Here are some ways you can manage and address your sensory overload:

Set Your Environment: Follow your gut. Your home or living space should be set up optimally for your senses. If there is a light you know irritates you, a beeper that throws you off, or a blanket or carpet you hate the texture of, get rid of it and replace it with something that is more comfortable.

Pick Quieter Venues: For a date or night out with friends, opt for less crowded and more laid back locations. Crowded theaters or clubs can be a nightmare of sensory input.

Incorporate Self-Calming Techniques: On your more active days meditation, deep-breathing and yoga at any level can be very helpful for calming down, reducing stress, and promoting relaxation. Deep-breathing can be done anywhere, ask to grab some fresh air or head to your car for a quick break to reset.

Wind down with Brili's "Calming The Storm" Routine: Follow our done-for-you routine that helps to restore your inner balance whenever you feel overwhelmed. You can also adapt it to your needs and create your own coping mechanisms. Take advantage of the instant relief which such a tool in your belt can provide.

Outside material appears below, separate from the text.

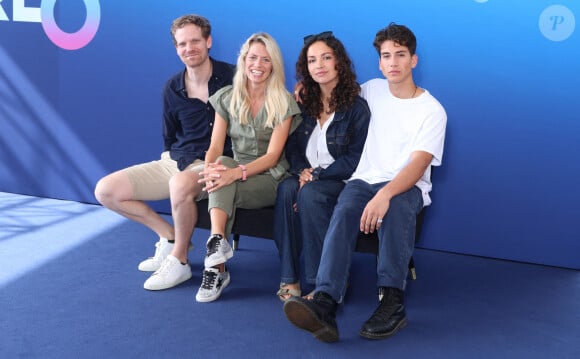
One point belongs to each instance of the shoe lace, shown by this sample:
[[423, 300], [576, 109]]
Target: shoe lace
[[208, 279], [165, 268], [385, 310], [157, 254], [213, 245]]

Know and trust yourself: If you sense you are starting to get irritable or agitated, are having difficulty concentrating on a conversation or task, don't blame yourself, but take notice of your surroundings and see if there is too much sensory input coming from your environment. If there is, take action to feel more comfortable instead of enduring it and hoping it will go away. It's okay to ask for a break or suggest to change location if possible.

You can try starting with small steps in the environments you spend the most time in and build your criteria for what works best for you. Using that criteria you can help your future self know where you can have the best time. Remember, everyone is unique in how they take in the world, and how environmental stimuli make them feel. Therefore, validating your yourself, learning to trust the signs and developing new coping mechanisms can be a great way forward.